There are abseil anchors near the top of this climb.

18. Flinstone's Kid (22) [8B; C] ****

FA: Grant Murray (1991)

A long, right-tending line with some pumpy moves at the end. Don't get confused by the bolts that appear higher up near the arete on the left. These are due to the fact that the next route crosses over 'Flintstone's Kid' and then follows the arete.

19. Total Anarchy (19) [10B; C] ***

FA: Clive Curson (1994)

Start just to the right of 'Flintstone's Kid' and climb up tending slightly right until you cross over that route and reach a position blow an arete on the top half of the face. Follow the arete to the top.

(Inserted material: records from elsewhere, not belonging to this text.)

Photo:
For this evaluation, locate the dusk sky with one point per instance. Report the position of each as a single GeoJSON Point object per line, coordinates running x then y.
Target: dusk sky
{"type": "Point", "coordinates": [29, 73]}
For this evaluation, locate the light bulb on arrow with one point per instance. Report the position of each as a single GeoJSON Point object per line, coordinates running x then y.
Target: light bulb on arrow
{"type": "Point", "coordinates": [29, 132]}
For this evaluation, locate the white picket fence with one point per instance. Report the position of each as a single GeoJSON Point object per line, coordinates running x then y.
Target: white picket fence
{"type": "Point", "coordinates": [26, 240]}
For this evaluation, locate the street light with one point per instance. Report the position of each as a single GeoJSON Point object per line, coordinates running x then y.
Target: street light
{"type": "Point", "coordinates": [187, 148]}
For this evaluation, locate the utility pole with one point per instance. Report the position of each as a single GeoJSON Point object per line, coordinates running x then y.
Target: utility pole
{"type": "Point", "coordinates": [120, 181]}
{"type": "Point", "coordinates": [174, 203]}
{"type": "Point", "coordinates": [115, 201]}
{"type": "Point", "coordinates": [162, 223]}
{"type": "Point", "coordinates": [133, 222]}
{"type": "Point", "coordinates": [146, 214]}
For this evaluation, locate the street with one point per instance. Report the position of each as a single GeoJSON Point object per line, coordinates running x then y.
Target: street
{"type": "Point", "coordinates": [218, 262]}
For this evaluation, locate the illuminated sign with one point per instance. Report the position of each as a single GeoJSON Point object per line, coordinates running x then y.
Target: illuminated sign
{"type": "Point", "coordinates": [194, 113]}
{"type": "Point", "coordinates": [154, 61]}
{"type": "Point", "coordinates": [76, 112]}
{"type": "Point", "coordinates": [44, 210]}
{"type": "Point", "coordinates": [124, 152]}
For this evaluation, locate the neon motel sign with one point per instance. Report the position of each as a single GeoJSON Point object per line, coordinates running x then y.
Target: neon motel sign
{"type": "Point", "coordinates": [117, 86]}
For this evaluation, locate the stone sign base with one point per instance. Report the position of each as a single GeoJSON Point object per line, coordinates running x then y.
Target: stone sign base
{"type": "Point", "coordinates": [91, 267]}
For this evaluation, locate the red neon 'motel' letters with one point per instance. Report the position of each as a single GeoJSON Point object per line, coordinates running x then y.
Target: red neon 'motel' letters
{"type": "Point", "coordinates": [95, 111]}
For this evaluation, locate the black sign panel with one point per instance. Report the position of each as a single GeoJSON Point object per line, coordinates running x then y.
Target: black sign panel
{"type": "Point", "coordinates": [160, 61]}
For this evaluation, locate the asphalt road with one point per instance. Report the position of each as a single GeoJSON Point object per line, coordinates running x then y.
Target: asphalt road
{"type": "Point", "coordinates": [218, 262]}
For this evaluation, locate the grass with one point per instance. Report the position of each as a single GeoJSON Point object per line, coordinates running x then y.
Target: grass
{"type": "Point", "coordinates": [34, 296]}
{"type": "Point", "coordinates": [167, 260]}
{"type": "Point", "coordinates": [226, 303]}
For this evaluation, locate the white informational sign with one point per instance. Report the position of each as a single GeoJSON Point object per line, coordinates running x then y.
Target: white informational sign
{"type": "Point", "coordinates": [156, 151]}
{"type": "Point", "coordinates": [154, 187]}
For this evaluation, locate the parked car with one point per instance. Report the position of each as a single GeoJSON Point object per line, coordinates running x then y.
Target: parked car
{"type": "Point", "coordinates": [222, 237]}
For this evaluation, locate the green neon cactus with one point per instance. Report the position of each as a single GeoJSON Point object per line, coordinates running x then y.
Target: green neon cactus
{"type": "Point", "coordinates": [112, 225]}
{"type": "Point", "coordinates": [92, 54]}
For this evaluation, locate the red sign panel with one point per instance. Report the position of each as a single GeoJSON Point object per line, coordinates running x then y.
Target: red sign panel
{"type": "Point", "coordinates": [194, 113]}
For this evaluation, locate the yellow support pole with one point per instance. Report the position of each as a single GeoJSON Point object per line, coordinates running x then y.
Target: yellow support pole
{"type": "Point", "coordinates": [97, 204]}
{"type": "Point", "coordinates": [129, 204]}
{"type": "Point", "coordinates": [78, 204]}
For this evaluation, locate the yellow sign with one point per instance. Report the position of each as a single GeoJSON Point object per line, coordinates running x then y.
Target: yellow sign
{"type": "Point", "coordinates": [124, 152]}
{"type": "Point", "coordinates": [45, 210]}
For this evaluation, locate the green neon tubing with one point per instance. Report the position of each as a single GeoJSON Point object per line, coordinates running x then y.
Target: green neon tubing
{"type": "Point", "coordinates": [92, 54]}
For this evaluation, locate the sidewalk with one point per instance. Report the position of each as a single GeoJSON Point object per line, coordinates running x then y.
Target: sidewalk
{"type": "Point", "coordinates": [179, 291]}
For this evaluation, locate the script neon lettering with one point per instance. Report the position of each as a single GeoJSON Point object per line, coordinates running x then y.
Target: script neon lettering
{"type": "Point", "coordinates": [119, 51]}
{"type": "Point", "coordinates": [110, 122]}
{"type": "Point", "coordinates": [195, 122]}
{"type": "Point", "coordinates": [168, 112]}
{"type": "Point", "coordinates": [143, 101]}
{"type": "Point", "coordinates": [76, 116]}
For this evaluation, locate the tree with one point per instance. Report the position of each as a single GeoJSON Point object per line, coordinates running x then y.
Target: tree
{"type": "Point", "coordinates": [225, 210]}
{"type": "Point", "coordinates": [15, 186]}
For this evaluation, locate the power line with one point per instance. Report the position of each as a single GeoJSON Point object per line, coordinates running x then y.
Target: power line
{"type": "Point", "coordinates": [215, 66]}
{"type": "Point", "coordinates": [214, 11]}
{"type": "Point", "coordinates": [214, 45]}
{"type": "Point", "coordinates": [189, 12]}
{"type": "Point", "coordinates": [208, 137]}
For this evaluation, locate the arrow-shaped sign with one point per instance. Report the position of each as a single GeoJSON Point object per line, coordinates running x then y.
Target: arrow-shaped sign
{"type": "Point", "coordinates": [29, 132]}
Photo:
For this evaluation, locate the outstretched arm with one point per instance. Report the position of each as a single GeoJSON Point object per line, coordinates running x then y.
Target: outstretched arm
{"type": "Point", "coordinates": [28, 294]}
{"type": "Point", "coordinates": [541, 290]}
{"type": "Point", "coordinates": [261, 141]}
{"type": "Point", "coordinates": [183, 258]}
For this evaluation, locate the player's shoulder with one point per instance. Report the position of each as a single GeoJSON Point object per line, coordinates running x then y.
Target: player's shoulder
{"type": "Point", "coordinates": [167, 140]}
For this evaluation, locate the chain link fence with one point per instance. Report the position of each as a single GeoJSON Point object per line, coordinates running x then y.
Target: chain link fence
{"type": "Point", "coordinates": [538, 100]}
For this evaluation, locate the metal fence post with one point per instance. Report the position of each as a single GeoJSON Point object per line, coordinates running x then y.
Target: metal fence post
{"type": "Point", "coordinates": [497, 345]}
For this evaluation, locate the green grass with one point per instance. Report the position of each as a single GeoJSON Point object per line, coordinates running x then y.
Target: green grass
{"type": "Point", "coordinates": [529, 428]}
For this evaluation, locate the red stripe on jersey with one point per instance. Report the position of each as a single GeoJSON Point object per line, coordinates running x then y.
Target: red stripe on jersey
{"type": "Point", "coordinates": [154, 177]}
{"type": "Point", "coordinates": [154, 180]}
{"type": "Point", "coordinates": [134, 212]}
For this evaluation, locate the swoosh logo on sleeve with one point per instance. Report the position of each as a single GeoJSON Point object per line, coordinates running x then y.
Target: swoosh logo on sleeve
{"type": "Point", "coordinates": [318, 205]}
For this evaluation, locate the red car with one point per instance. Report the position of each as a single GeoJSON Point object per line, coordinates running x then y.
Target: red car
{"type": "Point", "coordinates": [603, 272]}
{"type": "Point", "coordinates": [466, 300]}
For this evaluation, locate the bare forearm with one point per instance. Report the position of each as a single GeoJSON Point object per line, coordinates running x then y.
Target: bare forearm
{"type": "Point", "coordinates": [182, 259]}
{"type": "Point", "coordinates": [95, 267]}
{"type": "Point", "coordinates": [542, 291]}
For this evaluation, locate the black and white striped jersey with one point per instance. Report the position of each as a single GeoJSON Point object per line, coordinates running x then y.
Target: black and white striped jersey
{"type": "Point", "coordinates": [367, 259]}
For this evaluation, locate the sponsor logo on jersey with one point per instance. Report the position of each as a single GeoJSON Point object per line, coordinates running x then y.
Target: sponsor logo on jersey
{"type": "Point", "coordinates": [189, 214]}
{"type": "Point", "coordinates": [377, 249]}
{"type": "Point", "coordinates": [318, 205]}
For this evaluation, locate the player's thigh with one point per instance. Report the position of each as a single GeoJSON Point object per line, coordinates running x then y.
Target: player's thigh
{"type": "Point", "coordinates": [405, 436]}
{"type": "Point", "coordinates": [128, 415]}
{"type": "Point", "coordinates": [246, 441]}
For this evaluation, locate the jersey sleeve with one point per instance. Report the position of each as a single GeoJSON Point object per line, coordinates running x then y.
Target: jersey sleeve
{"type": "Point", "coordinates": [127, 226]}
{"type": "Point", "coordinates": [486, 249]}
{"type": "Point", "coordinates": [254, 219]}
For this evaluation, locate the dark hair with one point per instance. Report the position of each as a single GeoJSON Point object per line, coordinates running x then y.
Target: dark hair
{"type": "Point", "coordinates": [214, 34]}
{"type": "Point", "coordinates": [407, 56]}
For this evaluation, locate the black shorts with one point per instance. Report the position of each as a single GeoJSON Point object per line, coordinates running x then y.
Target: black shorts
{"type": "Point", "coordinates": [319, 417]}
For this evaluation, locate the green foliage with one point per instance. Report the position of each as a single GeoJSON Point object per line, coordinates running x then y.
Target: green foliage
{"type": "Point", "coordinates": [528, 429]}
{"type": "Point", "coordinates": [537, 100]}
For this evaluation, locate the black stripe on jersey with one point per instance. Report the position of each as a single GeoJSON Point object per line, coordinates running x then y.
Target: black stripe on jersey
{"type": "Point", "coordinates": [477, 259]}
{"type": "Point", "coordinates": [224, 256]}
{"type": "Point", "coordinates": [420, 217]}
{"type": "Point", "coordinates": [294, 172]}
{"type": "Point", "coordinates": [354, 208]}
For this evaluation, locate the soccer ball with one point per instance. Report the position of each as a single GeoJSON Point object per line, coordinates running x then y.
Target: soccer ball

20. Harvey Wall Banger (24) [3B; Trad; C] ***

FA Grant Murray (1991)

Unless you are feeling invincible the three bolts need to be supplemented by some trad gear. The crux is atypical and involves a continuous side-pull combination. Shares chains with 'Flinstone's Kid'.

21. Le Chopping Block (18) [Trad; C] **

FA: Grant Cockburn (1990)

Climb the big left-facing corner.

22. Surfing with the Alien (25) [Trad; 1B; C] ***

FA: Pete Lazarus (1990)

Start just to the right of the previous route and climb up through the thin crack-line above. The gear is mainly fiddley wires. A bolt protect the final moves. Do not try and climb straight up past the bolt. Clip it and move slightly right, then up and then back left again.

23. Tsunami (23) [7B; C] *****

FA: Grant Murray (1991)

Crank up through roofs on good buckets to gain the superb arete to the right of 'Le Chopping Block' corner and follow this to the top. Don't let the first few awkward moves put you off - this is one of the best routes at the crag.

24. Chubasco (23) [9B; C] ****

FA: Grant Murray (1992)

Twenty metres of superb face climbing.

25. One Crater Later (26) [5B; C] ****

FA: Gerald Camp (1990)

Yet another excellent line at this venue. So named after the first ascentionist abbed off the end of his rope and landed on his head.

There is a scramble-out up to the right of 'One Crater Later'.